Post date: Sep 13, 2010 4:24:32 AM


September 11, 2010

Frustration is in the driver’s seat for many still awaiting the stalled southwest ring road.

About 300 people showed up to a panel discussion Saturday looking for new developments to the ongoing ring road saga, but many, clearly frustrated at the seemingly never-ending process, said they left with little more information than they arrived with.

Longtime Lakeview resident Bill Snowdon said “rhetoric” surrounding plans, proposals and last year’s kiboshed deal, has been much the same for years.

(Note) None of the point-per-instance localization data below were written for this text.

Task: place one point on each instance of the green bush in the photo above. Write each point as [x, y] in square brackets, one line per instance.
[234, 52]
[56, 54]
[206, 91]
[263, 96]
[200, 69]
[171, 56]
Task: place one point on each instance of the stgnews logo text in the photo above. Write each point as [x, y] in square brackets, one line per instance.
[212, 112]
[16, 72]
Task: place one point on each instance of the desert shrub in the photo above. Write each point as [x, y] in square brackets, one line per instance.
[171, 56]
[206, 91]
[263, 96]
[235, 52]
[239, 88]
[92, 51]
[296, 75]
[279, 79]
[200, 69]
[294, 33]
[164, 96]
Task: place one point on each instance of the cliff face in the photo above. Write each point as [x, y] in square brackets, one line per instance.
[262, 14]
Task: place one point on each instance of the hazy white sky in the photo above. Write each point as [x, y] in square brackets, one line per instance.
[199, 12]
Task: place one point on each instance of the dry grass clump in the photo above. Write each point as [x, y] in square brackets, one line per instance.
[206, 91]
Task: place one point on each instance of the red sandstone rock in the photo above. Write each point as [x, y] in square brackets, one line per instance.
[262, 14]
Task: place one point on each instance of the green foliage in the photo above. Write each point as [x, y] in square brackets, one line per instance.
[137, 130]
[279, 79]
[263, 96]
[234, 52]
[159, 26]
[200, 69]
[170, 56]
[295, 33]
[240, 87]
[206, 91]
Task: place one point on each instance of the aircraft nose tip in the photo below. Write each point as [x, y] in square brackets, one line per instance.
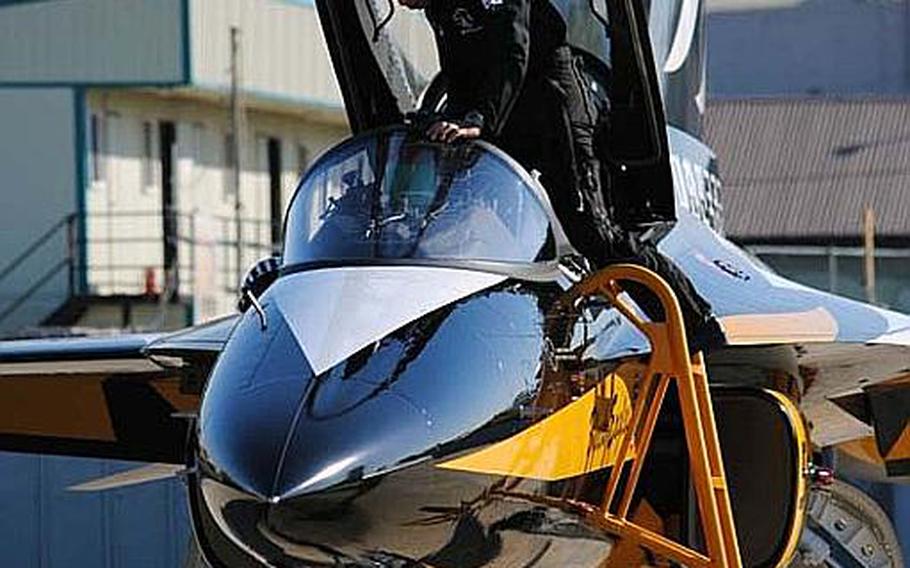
[346, 432]
[251, 402]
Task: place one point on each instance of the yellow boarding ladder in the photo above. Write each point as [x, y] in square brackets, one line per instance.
[669, 361]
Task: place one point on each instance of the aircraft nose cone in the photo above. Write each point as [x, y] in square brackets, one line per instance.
[348, 429]
[251, 402]
[273, 429]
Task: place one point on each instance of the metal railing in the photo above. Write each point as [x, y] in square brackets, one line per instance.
[134, 253]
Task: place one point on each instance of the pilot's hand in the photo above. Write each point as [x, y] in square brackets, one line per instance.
[414, 4]
[449, 132]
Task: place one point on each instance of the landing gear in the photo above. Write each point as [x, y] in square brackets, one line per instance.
[847, 528]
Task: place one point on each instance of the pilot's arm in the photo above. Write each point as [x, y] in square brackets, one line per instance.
[484, 51]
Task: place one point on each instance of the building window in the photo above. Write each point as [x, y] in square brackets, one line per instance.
[99, 147]
[303, 159]
[148, 156]
[230, 160]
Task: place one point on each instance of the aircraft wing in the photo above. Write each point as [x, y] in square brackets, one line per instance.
[853, 357]
[122, 397]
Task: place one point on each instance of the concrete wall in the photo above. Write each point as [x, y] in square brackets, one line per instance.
[284, 56]
[123, 207]
[93, 41]
[808, 46]
[38, 181]
[282, 50]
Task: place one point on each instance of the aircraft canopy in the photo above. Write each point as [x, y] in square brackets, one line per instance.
[388, 196]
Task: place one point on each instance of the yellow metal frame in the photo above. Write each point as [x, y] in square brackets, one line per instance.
[669, 361]
[803, 450]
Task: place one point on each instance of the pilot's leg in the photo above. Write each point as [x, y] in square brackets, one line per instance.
[593, 230]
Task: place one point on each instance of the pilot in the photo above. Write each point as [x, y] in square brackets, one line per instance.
[512, 79]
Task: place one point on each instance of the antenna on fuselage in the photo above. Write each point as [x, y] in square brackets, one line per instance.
[379, 25]
[600, 17]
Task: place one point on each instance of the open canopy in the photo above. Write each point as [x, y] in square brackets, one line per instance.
[388, 195]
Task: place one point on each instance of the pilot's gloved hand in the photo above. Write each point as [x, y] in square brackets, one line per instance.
[448, 132]
[414, 4]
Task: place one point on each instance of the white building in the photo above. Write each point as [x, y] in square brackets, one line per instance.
[116, 151]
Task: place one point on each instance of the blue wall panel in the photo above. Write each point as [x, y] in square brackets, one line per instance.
[42, 525]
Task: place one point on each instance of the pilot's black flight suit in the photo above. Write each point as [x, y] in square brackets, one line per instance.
[510, 72]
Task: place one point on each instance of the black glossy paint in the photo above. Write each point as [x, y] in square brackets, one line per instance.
[343, 464]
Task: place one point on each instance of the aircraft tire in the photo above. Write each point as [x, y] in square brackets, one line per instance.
[842, 508]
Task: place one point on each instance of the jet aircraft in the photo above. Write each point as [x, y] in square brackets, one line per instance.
[431, 378]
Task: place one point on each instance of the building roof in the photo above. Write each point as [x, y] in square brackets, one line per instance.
[803, 169]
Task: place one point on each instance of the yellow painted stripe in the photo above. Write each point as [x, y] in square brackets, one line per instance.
[813, 326]
[900, 450]
[582, 437]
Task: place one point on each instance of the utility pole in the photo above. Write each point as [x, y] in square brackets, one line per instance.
[237, 143]
[869, 253]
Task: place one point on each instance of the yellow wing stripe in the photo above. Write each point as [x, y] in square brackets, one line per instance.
[582, 437]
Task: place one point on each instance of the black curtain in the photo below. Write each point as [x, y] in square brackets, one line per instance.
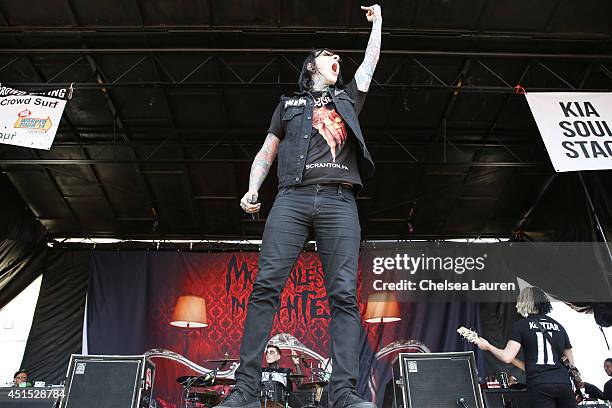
[22, 244]
[57, 327]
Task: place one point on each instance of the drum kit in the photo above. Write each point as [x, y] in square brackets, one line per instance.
[276, 387]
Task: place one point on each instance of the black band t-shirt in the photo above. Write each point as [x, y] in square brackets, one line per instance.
[332, 149]
[542, 362]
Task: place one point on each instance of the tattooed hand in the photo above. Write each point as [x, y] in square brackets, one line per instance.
[373, 13]
[246, 203]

And while there will be community open houses in late November, the 81-year-old, scoffed he’s not optimistic a plan will be acted on any time soon.

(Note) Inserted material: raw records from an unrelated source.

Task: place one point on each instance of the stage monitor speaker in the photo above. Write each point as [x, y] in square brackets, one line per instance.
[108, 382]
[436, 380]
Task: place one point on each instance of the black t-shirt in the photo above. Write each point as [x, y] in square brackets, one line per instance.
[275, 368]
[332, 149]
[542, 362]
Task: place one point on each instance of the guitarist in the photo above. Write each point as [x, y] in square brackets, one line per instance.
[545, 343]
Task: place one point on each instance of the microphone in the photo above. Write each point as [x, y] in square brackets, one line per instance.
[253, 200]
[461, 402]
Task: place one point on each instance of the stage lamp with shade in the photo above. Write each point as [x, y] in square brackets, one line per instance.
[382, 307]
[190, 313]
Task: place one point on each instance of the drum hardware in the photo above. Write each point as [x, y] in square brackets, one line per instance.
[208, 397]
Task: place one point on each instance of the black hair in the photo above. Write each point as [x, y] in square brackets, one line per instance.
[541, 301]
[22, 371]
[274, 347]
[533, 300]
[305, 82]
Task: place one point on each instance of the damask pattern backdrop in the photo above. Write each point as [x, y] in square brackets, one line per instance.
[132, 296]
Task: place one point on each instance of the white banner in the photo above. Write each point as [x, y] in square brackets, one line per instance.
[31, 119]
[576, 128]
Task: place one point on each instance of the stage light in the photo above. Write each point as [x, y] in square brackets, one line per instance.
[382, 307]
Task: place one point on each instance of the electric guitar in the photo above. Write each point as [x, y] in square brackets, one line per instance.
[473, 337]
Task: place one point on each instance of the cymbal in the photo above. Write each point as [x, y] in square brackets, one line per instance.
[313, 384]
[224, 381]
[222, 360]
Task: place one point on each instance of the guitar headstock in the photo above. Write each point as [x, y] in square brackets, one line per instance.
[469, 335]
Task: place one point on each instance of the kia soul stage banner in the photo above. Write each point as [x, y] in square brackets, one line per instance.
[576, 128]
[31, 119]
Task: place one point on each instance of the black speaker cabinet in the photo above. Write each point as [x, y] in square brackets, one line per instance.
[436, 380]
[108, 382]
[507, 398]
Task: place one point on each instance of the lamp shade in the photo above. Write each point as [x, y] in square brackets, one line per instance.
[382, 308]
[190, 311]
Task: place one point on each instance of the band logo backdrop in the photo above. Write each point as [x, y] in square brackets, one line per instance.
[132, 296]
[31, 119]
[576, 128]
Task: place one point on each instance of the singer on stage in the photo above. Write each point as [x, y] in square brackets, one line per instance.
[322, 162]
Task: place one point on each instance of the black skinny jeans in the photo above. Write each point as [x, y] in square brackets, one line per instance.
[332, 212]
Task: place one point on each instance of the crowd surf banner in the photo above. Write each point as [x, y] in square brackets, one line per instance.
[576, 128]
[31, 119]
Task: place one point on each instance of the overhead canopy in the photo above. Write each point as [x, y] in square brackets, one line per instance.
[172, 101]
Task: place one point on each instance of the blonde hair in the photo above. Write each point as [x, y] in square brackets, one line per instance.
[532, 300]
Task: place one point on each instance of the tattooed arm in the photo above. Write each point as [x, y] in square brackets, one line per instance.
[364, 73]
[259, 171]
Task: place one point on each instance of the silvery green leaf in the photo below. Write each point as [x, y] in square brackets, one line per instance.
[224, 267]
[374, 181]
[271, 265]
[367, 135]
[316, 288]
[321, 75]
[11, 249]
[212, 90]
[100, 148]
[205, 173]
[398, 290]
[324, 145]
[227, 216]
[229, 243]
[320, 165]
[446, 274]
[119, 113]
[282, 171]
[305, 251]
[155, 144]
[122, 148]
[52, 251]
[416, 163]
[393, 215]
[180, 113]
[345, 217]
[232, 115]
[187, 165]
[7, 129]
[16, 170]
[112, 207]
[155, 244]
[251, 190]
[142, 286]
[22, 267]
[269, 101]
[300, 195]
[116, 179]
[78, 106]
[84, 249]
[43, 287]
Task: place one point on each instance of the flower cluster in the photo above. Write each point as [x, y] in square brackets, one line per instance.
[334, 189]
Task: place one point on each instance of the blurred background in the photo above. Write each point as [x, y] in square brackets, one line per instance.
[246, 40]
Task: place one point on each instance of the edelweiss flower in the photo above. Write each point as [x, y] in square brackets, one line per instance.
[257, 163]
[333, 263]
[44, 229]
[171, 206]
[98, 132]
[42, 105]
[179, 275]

“I’m not going to live that long,” he said.

Last year, the Tsuu T’ina First Nation backed out of a plan inked with the province that would have seen the ring road cut through reserve land after a community referendum didn’t back it.

Since then, a joint planning study looked at other options, which could include a route along 37 St. S.W. through Lakeview from Glenmore Tr. to 37 St. S.W. to accommodate the potential eight-lane freeway.

While it is to be complete next fall, area MLA Alison Redford said open houses set to garner community input will allow citizens to look at engineers’ ideas and start a discussion towards viable solutions.

“I want to fix the problem,” she told the crowd at the Lakeview Baptist Church.

“This is not intended to hurt the community, to destroy this community — if the community doesn’t agree with it we won’t do it.”

She said she is optimistic open houses, where citizens will be able to see engineers’ proposed plans, will be a beginning of constructive discussions.

“I fully expect some will be ridiculous — until we see those designs it will be difficult to take the discussion any further,” Redford said.

Residents of Lakeview have raised concerns hundreds of homes could be levelled to make way for a ring-road down 37 St. S.W. across the Weaselhead, although the province’s transportation minister has said that’s unlikely.

Community Association president, Duncan Kent said people want answers and fears allayed.

“People want to know what the province is planning,” he said.

“There is a lot of uncertainty, and fear and doubt.”

Redford said the idea of working with Tsuu T’inna to make the plan happen has not been ruled out but the nation will have to make the first move.

The province is aiming to have the full ring road completed by 2015.